Peru Restores Shoot-Down Policy for Suspected Drug Planes
EspañolPeru’s Congress has given the Air Force (FAP) the go ahead to shoot down suspicious aircraft that may be smuggling drugs, arms, or explosives into the country.
The bill, passed unanimously on August 21, restores aerial interdiction and authorizes the FAP to shoot down a plane if enough evidence exists that it is involved with drug or weapons trafficking.
Peru had suspended the practice in 2001 after a a joint FAP and CIA operation killed a US missionary and her infant daughter.
Emiliano Apaza, president of Congress’s defense committee, said the law will “allow the FAP carry out operations as it should, without violating human rights, but controlling designated coca growing zones,” such as the Valley of the Apumirac and Ene River (VRAEM).
The policy states that all planes flying below 3,000 feet and within a radius of 40 nautical miles, or on off-bound air corridors not designated by aviation authorities, will be deemed hostile by the FAP.
The shoot down order will stand as a measure of last resort if the offending pilot refuses to comply with the Air Force’s orders.
Apaza said that between May and August 2015, the FAP detected 222 irregular flights within Peruvian territory, and that each plane carried 350 kilos of cocaine (770 pounds).
Congressman Carlos Tubino, who sponsored the bill, says that in the last year alone, 180 tons of drugs left the country by air, 120 by sea, and 20 by land. Furthermore, he says that 95 percent of the planes smuggling drugs come from Bolivia.

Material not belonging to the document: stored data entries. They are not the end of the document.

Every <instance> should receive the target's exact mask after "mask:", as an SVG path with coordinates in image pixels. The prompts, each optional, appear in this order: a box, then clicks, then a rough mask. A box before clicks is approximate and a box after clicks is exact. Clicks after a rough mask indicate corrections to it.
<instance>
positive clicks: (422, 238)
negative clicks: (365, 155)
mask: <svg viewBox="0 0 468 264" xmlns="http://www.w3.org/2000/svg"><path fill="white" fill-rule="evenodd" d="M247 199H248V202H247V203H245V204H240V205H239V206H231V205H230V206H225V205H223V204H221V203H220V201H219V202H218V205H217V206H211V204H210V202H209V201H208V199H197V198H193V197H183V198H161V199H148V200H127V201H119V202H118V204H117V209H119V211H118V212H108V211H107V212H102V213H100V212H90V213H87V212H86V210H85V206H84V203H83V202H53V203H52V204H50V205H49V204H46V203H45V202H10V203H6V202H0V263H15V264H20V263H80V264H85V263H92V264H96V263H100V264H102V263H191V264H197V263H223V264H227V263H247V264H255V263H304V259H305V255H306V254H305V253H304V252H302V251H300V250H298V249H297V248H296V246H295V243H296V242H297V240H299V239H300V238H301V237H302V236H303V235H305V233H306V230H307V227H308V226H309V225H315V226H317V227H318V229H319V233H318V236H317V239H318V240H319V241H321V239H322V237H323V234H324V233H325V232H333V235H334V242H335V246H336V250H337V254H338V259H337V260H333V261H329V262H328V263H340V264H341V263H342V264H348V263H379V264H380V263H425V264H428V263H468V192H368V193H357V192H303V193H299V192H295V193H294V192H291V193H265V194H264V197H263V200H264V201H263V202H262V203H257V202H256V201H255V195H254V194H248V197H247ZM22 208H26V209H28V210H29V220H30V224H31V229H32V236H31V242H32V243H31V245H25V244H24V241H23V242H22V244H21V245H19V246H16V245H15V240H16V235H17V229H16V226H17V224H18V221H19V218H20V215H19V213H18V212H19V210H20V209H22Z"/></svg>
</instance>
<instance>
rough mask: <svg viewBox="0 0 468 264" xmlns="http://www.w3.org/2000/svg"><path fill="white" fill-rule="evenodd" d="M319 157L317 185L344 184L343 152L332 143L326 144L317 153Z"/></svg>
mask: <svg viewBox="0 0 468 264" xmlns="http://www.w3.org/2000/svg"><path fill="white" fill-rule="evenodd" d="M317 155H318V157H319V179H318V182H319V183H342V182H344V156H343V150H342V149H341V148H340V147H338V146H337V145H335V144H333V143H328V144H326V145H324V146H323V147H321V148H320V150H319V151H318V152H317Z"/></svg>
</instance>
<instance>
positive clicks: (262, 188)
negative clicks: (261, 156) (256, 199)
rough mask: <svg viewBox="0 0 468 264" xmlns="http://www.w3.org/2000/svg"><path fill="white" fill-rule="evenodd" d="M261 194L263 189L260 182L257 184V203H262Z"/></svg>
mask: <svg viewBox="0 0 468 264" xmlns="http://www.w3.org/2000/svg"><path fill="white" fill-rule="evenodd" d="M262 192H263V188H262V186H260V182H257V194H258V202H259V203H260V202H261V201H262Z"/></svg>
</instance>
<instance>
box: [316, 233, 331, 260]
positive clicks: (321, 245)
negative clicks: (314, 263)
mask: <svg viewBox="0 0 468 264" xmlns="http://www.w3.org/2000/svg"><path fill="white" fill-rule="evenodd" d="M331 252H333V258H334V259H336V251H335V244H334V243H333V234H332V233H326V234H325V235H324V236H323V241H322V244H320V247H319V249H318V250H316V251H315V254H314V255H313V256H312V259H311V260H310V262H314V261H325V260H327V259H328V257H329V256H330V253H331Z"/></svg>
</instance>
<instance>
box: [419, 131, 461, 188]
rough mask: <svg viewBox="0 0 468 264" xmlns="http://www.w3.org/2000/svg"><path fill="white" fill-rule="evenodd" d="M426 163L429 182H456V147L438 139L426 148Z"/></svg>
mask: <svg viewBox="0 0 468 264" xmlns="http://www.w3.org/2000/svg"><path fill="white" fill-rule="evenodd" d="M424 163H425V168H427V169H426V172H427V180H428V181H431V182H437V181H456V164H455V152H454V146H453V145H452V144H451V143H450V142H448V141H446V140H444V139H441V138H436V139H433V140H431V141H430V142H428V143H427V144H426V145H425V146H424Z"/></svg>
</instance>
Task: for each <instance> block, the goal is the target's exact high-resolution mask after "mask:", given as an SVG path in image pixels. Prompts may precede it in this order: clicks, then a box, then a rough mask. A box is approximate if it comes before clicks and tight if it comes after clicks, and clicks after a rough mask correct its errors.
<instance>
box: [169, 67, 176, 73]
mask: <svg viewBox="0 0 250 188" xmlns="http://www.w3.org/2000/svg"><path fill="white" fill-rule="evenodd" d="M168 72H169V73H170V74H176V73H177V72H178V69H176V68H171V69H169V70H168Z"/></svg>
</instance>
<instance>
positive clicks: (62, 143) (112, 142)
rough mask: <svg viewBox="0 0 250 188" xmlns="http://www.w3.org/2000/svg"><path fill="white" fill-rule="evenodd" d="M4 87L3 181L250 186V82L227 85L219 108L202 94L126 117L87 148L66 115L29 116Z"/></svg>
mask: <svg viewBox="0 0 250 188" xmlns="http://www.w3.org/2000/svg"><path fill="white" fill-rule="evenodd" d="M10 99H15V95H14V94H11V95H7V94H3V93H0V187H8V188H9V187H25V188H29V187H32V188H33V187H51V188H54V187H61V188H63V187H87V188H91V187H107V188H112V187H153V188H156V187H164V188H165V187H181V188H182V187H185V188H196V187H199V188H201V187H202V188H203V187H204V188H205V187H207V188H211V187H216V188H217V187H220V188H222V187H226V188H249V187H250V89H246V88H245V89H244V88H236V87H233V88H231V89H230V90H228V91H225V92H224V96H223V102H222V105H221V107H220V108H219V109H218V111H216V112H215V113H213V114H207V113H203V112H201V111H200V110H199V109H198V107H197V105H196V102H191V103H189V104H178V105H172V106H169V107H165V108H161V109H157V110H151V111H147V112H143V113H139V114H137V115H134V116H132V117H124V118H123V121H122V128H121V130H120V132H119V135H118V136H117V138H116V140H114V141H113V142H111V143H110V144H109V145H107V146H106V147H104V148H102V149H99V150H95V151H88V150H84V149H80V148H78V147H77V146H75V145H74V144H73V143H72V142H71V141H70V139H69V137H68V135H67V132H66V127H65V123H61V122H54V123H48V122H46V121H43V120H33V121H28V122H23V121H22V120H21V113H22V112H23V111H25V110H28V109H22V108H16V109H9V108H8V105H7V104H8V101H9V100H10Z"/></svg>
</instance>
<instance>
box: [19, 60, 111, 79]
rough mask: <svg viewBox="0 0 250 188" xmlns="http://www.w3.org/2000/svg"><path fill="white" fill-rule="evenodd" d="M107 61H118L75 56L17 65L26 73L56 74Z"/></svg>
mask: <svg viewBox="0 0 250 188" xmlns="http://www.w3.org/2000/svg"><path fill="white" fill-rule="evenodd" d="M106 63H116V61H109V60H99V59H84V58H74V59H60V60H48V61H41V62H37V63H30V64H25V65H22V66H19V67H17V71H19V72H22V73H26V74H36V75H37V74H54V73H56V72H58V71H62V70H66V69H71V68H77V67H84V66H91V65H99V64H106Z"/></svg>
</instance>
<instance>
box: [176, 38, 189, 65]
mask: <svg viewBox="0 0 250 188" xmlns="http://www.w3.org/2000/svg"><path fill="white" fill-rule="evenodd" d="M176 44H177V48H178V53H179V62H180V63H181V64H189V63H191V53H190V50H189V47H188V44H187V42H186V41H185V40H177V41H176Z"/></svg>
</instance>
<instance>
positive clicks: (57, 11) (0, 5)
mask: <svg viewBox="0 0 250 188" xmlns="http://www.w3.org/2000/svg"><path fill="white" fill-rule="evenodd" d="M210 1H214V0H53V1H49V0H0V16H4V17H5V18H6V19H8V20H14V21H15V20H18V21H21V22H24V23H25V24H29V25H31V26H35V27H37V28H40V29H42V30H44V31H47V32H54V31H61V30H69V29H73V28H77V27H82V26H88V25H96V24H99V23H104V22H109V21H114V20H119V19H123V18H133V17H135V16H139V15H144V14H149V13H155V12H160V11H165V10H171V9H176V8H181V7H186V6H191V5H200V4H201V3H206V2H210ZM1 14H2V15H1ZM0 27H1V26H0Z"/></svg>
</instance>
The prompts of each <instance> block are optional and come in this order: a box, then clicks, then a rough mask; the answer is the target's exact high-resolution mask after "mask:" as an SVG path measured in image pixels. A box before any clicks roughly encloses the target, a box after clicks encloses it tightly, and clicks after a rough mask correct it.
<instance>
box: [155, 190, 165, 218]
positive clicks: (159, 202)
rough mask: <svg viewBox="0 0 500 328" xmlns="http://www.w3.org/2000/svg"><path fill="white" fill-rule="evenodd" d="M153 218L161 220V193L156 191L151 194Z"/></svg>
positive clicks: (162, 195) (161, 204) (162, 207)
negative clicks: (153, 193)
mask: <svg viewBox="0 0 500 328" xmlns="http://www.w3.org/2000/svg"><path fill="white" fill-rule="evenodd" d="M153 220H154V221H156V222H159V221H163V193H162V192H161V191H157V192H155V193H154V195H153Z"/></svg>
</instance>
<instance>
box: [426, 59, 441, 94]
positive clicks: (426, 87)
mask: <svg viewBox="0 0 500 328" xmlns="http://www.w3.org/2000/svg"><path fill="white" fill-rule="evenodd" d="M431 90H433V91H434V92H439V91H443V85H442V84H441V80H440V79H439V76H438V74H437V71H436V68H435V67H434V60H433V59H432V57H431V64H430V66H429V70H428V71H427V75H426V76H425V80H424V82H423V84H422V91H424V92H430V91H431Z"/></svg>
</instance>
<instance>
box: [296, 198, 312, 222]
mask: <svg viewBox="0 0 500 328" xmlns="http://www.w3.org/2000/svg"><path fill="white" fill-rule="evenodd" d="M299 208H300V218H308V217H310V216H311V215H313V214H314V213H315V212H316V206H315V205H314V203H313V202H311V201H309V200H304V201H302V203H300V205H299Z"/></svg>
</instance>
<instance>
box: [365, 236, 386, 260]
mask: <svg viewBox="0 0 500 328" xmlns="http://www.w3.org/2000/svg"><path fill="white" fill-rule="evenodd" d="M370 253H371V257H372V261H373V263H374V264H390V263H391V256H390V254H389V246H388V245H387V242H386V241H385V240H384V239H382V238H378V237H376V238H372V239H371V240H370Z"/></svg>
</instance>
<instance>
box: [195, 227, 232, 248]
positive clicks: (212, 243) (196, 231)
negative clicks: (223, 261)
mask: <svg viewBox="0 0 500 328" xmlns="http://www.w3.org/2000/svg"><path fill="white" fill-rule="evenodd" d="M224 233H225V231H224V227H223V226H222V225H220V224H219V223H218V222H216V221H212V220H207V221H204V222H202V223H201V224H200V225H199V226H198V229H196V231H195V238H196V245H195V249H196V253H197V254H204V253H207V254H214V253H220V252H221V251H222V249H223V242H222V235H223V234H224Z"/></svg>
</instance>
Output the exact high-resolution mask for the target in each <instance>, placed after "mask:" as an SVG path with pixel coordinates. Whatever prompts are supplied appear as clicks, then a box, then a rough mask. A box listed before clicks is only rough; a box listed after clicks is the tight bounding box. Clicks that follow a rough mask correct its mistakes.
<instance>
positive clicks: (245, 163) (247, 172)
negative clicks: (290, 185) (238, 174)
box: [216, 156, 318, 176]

To aid in the new effort to control and monitor Peruvian airspace, Apaza hopes to divert part of the US$8.4 million Peru currently invests to destroy clandestine airstrips to other defense areas.
For Tubino, the current strategy to destroy the airstrips has failed, despite the money invested by the government, since drug traffickers can restore their routes in less than 24 hours for US$1.2 million.
The US government, which sponsors anti-drug programs in South America, remains opposed to Peru’s aerial-interdiction policy.